How to Practice at the Piano
Practicing can be fun and productive if you go about it in the right way. The following seven tips should help make it as enjoyable an experience as it can be.
- Set up a practice routine - It's easier to remember to practice if you make it part of your daily routine. Practice at the same time every day so you don't forget to do it. Pick a time when you've got half an hour to spare, a time when there's enough peace and quiet in your practice area to enable you to focus on what you want to achieve.
- Practice every day - Once your routine is established, stick to it for all you're worth. Try to avoid the temptation to skip a practice session because you don't feel like it, or because your friends are outside playing. Finish your practice first, then go and do something else.
- Get ready to practice - Make sure you have everything you need when you sit down to practice, including your music, a pencil, and anything else you use as part of your session. Start by warming up with some simple exercises such as scales or arpeggios. This helps get your blood circulating and reminds your fingers that they need to respond to your commands.

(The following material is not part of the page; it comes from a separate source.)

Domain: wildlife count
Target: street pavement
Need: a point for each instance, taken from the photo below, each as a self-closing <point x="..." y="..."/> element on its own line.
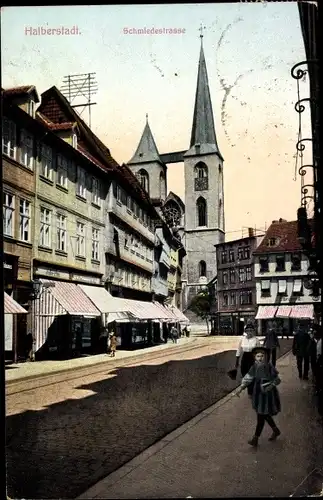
<point x="208" y="457"/>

- Practice in sections - Break difficult pieces down into smaller sections, say four or eight bars at a time. Practice these sections over and over to really get them ingrained in your fingers and your brain. It's better to work on the hard stuff in isolation so that when you put the piece back together again it seems less daunting.
- Practice hands separately - You have two hands, and one of them is bound to be stronger than the other. You can compensate for this by giving both hands the same amount of "key" time. Don't forget to finish this kind of practice with both hands together again.
- Practice along with a beat - Use a metronome to keep time and to help develop your sense of rhythm. you can use the accompaniment feature on a keyboard or electric piano to do the same thing. Always keep the metronome speed at a tempo you can manage: you can always speed things up when you know the piece perfectly.
- Finish with a bang - End your practice session doing something fun. Play a piece you already know or a piece you particularly like. This is your reward for putting in the practice time and is a nice way to round things off.
Practice Makes Perfect Pianists
Learning any new skill takes time, patience and discipline. If you want your piano playing skills to improve at the fastest possible rate, you need to practice on a regular basis. It isn't rocket science, as they say, but it is the single most important thing you can do to accelerate your progress.
Despite the heading of this section, don't try to be perfect. Aim for perfection, by all means, but allow yourself room for development and growth. If you could do everything the first time you sat down at the piano, there'd be no need to practice. But we're all human, and we have to expect our skills to develop slowly over time.
The Piano Student's Guide to Effective Practicing shows the student how to save time and build good practice habits, helping acquire techniques that will prove productive and effective for years to come.
What's the Perfect Practice Length?
How long you spend practicing will depend on a number of variables, including:
- How old you are
- How long you've been playing or having lessons
- The difficulty of the music
- How much time you have available
Everybody's different, so the key is to find a routine and a system that works for you. Some people can practice for half an hour and get everything done in that time, while for others it takes two hours to accomplish their goals.
Generally speaking, the younger you are and the newer to lessons you are, the less practice you need. The best way to approach it is to create a routine in which you can fit in everything that needs to be done, and tick off the items as they're achieved. If you can get everything done in half an hour, then that's as long as you need to practice.
Finally, try to learn how to listen to what you're practicing. If you keep making the same mistake, stop and work it out. Practice the problem section over and over, one hand at a time, slowly and patiently, until it eventually irons itself out.